AICS Research, the software company that developed the QueryCalc 3000 app and the QCTerm freeware terminal emulator, created the most direct comparison tool back in the middle of the 2000s. Even though AICS has closed its website, the data lives on across the 3000 universe's webpages. 3k Ranger owner Keven Miller posted a link to his copy of the AICS data.
What HP's 3000 performance rating means can be debated. At HP World in 2002, HP announced the final new 3000 systems, all based upon the PA-8700 processors. At the high end HP announced a new N-Class system based upon the 750 MHz PA-8700 processor. The new N4000-400-750 was the first HP e3000 to achieve an MPE/iX Relative Performance Units (MRPU) rating of 100; the Series 918 has an MRPU of 1.

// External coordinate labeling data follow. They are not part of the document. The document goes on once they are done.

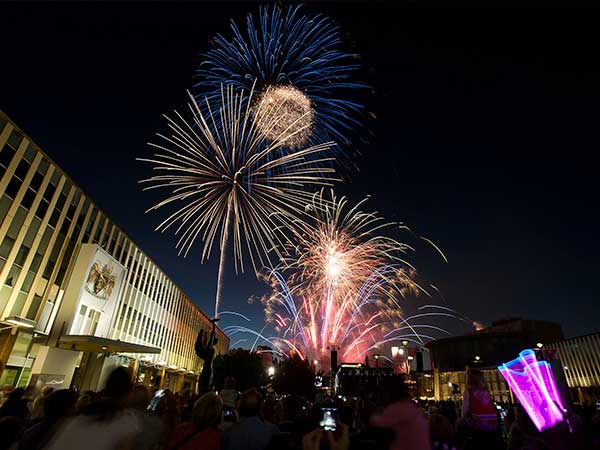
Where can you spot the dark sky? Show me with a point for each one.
(485, 131)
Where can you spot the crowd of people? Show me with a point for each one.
(125, 416)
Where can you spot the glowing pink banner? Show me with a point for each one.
(533, 383)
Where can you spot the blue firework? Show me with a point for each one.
(289, 49)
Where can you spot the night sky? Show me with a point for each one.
(485, 124)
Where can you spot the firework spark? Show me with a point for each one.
(345, 283)
(285, 47)
(283, 108)
(226, 179)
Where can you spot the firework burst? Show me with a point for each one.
(225, 178)
(292, 54)
(288, 109)
(345, 281)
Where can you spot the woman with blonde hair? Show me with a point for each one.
(203, 433)
(478, 411)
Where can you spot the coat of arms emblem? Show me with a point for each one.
(101, 281)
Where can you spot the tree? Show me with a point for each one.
(245, 366)
(294, 376)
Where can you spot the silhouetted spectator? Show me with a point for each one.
(57, 407)
(411, 431)
(11, 429)
(202, 433)
(15, 405)
(442, 432)
(152, 434)
(104, 424)
(250, 432)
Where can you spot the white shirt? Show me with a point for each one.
(87, 433)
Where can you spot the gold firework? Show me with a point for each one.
(345, 280)
(224, 176)
(282, 108)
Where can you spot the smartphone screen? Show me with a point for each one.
(329, 419)
(154, 403)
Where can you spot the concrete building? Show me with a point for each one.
(77, 295)
(580, 360)
(485, 349)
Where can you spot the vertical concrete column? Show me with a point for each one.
(134, 366)
(436, 384)
(179, 384)
(162, 372)
(7, 342)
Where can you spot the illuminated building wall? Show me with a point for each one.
(45, 218)
(580, 359)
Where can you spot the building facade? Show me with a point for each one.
(485, 349)
(580, 360)
(77, 295)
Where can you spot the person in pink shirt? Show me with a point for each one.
(203, 433)
(411, 430)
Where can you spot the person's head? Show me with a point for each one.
(46, 391)
(59, 404)
(11, 429)
(525, 423)
(140, 397)
(292, 407)
(441, 429)
(229, 383)
(475, 379)
(118, 386)
(208, 411)
(250, 403)
(392, 390)
(16, 395)
(84, 401)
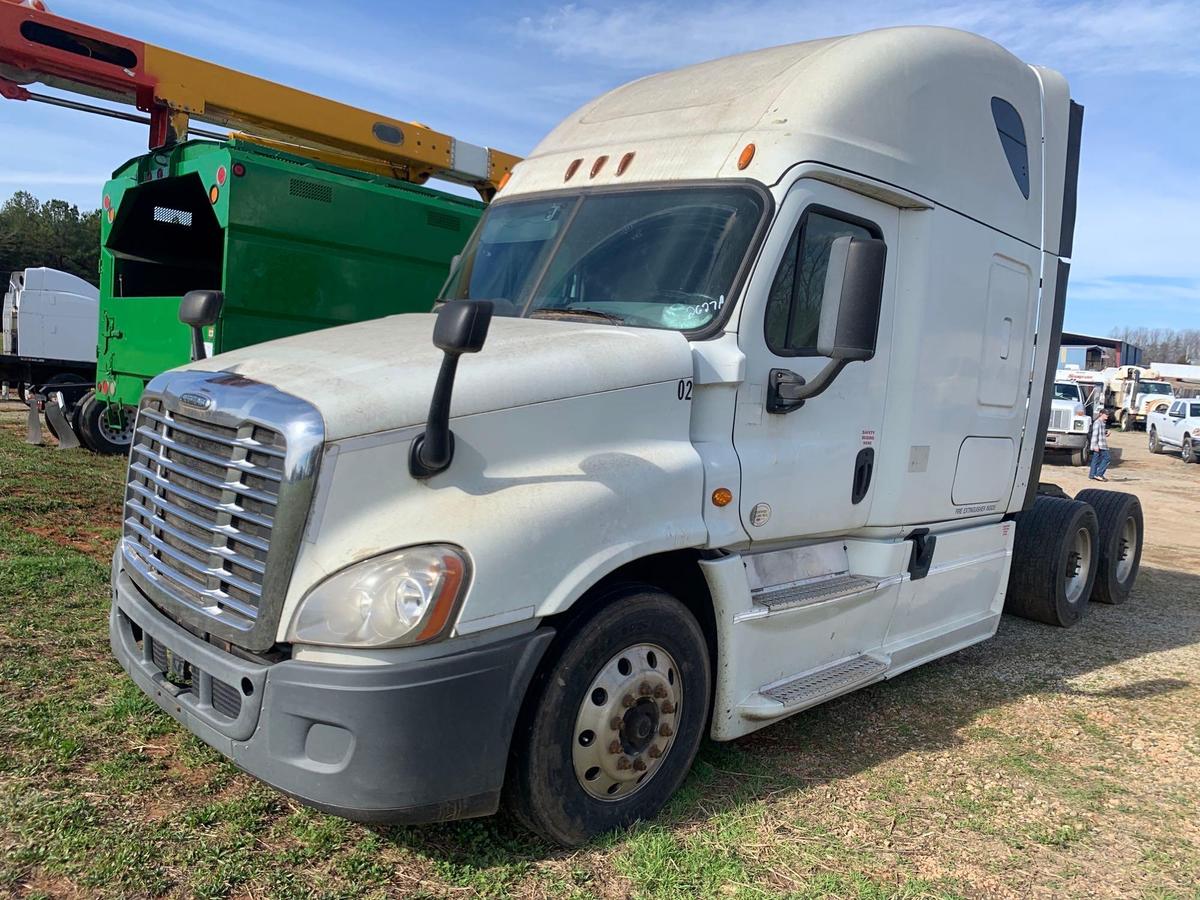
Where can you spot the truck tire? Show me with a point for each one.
(97, 435)
(639, 663)
(1054, 562)
(1187, 451)
(1120, 545)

HP contends that the MRPU is the only valid way to measure the relative performance of MPE systems. In particular, they maintain that the MHz rating is not a valid measure of relative performance, though they continued to use virtual MHz numbers for systems with software-crippled processors. For example, there are no 380 MHz or 500 MHz PA-RISC processors. Unfortunately, the MRPU does not allow for the comparison of the HP e3000 with other HP systems, even the HP 9000s and Integrity servers.
HP has changed the way it rates systems three times over the life of the HP 3000. During the middle years, the Series 918 was the standard with a rating of 1. In 1998, HP devised a new measurement standard for the systems it was introducing that no longer had the Series 918 at 1. It is under this new system that the N4000-400-750 is rated at 100. Applying a correction factor, AICS Research has rated the N4000-400-750 at 76.8 relative to the Series 918’s rating of 1.